The Hall of the Wheel of Law is the worshiping place of Tsong-Ka-Pa, the founder of the Yellow Hat school of Buddhism (Geluk Buddhism). This place is reserved for reading sculptures and conducting religious ceremonies. The thrones that accompany the Buddha are reserved for the teachings of the Dalai Lamas when they visit the temple. This is the hall that struck me as one of the most dramatic in decor; every inch is covered in elaborate pattern and luxurious fabrics. There are even beautiful chandelier type decorations hanging from the ceiling made of a variety of fabrics.
The Wanfu Pavilion (Tower of ten thousand happiness) is the "piece de resistance" of Yong He Gong and should be the last thing a visitor goes to within the temple walls. Inside, a massive 18 meter (60 feet) statue of the Maitreya Buddha (or Future Buddha) stands erect in the Tibetan style. To give readers an idea of his size, each toe is the same size as a bedroom pillow!

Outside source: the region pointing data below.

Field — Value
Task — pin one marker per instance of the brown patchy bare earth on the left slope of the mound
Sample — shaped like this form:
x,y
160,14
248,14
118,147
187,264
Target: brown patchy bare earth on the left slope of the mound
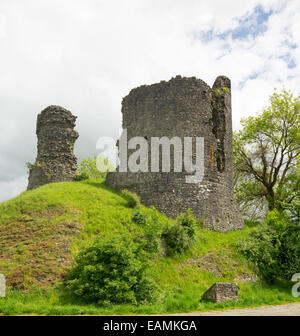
x,y
36,247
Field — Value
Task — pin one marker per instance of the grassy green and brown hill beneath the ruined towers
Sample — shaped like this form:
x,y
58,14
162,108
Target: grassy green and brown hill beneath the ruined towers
x,y
42,230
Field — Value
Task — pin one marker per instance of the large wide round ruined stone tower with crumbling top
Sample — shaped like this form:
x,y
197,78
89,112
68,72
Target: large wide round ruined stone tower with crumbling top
x,y
184,107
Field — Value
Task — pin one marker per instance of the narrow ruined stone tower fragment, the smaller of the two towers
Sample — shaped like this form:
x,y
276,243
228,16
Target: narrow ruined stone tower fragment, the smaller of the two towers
x,y
55,160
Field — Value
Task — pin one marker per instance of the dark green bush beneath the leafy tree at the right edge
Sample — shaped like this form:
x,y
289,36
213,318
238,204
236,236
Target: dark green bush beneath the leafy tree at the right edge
x,y
274,248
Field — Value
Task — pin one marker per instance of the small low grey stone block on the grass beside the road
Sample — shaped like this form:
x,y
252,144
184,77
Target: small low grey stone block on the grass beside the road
x,y
222,291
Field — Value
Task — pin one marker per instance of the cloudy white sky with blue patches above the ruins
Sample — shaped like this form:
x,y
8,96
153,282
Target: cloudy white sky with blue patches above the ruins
x,y
87,55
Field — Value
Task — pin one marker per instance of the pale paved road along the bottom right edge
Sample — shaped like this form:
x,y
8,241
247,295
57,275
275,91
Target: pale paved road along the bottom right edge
x,y
291,309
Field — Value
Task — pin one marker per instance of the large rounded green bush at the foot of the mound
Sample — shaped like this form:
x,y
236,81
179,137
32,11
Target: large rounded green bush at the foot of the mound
x,y
111,272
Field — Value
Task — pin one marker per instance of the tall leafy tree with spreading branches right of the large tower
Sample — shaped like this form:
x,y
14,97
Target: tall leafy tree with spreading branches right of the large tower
x,y
266,154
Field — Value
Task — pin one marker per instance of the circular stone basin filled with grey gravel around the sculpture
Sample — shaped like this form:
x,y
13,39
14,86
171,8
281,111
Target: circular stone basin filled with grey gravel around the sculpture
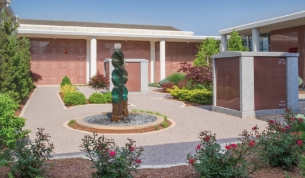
x,y
132,122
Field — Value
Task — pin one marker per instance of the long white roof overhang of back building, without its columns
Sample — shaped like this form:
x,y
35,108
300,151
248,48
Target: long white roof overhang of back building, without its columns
x,y
49,31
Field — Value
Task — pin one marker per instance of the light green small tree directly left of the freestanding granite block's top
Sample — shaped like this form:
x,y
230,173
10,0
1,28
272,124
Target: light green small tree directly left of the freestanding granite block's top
x,y
207,48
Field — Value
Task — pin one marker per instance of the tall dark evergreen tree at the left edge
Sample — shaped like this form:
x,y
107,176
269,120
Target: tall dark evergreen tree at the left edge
x,y
15,79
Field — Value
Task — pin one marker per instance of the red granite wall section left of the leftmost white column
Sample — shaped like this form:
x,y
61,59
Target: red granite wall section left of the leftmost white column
x,y
51,62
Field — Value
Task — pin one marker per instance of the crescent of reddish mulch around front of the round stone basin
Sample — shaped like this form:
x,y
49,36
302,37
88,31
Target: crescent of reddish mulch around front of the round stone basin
x,y
149,129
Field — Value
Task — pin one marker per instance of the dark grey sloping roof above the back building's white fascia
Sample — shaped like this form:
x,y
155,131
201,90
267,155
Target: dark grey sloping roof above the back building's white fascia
x,y
95,24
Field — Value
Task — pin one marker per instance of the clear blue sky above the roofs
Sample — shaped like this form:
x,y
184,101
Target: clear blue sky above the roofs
x,y
203,17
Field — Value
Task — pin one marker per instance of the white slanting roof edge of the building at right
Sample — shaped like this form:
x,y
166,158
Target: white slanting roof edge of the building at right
x,y
265,26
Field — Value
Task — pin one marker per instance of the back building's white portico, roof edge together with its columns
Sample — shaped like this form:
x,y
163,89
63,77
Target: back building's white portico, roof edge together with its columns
x,y
93,32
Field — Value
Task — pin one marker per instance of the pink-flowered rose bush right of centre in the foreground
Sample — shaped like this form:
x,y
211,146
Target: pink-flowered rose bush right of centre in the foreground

To the side of the Wanfu Pavilion is a collection of religious artifacts, relics and statuettes. Be sure to visit this hall before the Wanfu Pavilion or it will only be a letdown, though after a climax like the previous hall, anything else would only be a letdown anyway.
While exploring the five main halls of Yong He Gong and the many courtyards, one of the most important things to remember is that this is an active place of worship. The repainting of old patterns that usually come across as cheesy appear to be regular maintenance by faithful followers and take the "touristy aspect" away from the temple. Being able to become part of the story and witness it first hand is such a valuable insight into a culture that just observing the skeleton of what remains in most inactive temples cannot offer.
Admission to Yong He Gong is 25RMB and the temple is open daily from 9am-4pm.